Eine Netzhautthrombose ist eine der häufigsten Gefäßerkrankungen des Auges. Bei dieser Erkrankung kommt es zu einem Verschluss von Blutgefäßen in der Netzhaut. Ein Blutgerinnsel verstopft eine Vene in der Netzhaut und blockiert den Blutfluss, was die lebenswichtige Sauerstoffversorgung des Auges beeinträchtigt. Der Verschluss entsteht häufig an Kreuzungsstellen, wo Arterien und Venen eng aneinander liegen. Verdickte Arterienwände, wie sie bei Bluthochdruck entstehen, können die benachbarten Venen komprimieren und so den Blutfluss behindern.
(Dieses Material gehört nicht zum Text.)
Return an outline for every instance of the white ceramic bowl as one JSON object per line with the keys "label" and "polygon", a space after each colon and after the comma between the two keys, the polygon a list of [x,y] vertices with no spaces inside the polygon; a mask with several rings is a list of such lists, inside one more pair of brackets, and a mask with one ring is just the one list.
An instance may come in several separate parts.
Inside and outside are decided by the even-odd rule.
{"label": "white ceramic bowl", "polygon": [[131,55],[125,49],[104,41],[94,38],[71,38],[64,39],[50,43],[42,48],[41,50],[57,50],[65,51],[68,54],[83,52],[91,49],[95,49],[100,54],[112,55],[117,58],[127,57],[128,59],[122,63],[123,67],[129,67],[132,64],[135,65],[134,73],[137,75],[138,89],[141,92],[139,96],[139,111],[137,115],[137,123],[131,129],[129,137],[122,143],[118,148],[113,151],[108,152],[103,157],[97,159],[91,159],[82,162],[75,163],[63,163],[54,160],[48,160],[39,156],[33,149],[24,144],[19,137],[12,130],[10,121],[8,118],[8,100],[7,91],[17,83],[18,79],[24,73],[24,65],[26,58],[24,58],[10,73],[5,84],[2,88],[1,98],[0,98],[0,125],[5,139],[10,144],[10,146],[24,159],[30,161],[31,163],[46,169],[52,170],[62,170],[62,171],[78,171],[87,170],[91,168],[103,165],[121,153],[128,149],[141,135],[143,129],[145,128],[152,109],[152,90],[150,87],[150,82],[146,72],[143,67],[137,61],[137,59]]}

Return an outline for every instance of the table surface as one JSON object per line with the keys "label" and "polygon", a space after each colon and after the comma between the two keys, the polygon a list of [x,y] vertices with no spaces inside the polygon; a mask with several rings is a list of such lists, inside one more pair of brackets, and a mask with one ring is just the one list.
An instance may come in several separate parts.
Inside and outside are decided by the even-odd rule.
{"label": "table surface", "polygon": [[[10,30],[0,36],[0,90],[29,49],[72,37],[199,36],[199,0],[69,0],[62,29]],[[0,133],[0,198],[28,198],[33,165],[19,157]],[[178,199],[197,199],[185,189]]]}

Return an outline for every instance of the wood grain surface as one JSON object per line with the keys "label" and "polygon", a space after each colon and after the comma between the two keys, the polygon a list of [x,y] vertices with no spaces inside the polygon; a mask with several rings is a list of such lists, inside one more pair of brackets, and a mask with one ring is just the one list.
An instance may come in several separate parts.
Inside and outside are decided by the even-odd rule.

Ursachen und Risikofaktoren

Gefäßverschlüsse können zahlreiche Ursachen haben und sind meist keine isolierten Augenerkrankungen, sondern Ausdruck einer allgemeinen Gefäßerkrankung wie Arteriosklerose. Zu den häufigsten Ursachen und Risikofaktoren gehören:

  • Diabetes mellitus: Eine Blutzuckererkrankung kann die Gefäße schädigen und das Risiko für Thrombosen erhöhen.
  • Bluthochdruck: Erhöhter Blutdruck kann die Gefäßwände verdicken und den Blutfluss behindern.
  • Herzerkrankungen: Herzerkrankungen können die Bildung von Blutgerinnseln begünstigen, die in die Netzhaut gelangen und dort Gefäße verschließen können.
  • Erhöhter Cholesterinspiegel: Ein zu hoher Cholesterinspiegel kann zur Verkalkung der Gefäße (Arteriosklerose) beitragen.
  • Verringerung der Blutflussgeschwindigkeit: Eine verlangsamte Blutflussgeschwindigkeit kann die Bildung von Blutgerinnseln fördern.
  • Offenwinkelglaukom: Eine bestimmte Art des grünen Stars kann ebenfalls das Risiko für Netzhautvenenverschlüsse erhöhen.
  • Alter: Mit zunehmendem Alter verlieren alle Blutgefäße an Elastizität, werden weniger durchlässig und können leichter verstopfen. Venenverschlüsse treten daher häufiger bei Menschen zwischen dem 65. und 75. Lebensjahr auf.
  • Nikotinkonsum: Rauchen schädigt die Gefäße und erhöht das Risiko für Thrombosen.

Symptome einer Netzhautthrombose

Die Symptome einer Netzhautthrombose treten meist plötzlich auf und können je nach Schweregrad und betroffenem Gefäßbereich variieren. Anders als bei einem Schlaganfall im Gehirn verursacht eine Netzhautthrombose in der Regel keine Schmerzen. Typische Symptome sind:

  • Plötzliche Sehminderung: Betroffene bemerken beim Erwachen leichte bis starke Einschränkungen der Sehkraft, die sich meist im Laufe des Tages etwas zurückbilden, aber Spätfolgen haben können.
  • Verschwommenes Sehen: Viele Patienten haben den Eindruck, wie durch einen grauen Vorhang zu schauen oder Gegenstände verzerrt zu sehen.
  • Gesichtsfeldausfälle: Je nach Lage und Größe des Verschlusses kann es zu teilweisen Ausfällen im Gesichtsfeld kommen.
  • Makulaödem: Bei etwa 30 % der Betroffenen entwickelt sich durch die Ansammlung von Flüssigkeit und Verdickung im Bereich der Makula ein Ödem (Makulaödem).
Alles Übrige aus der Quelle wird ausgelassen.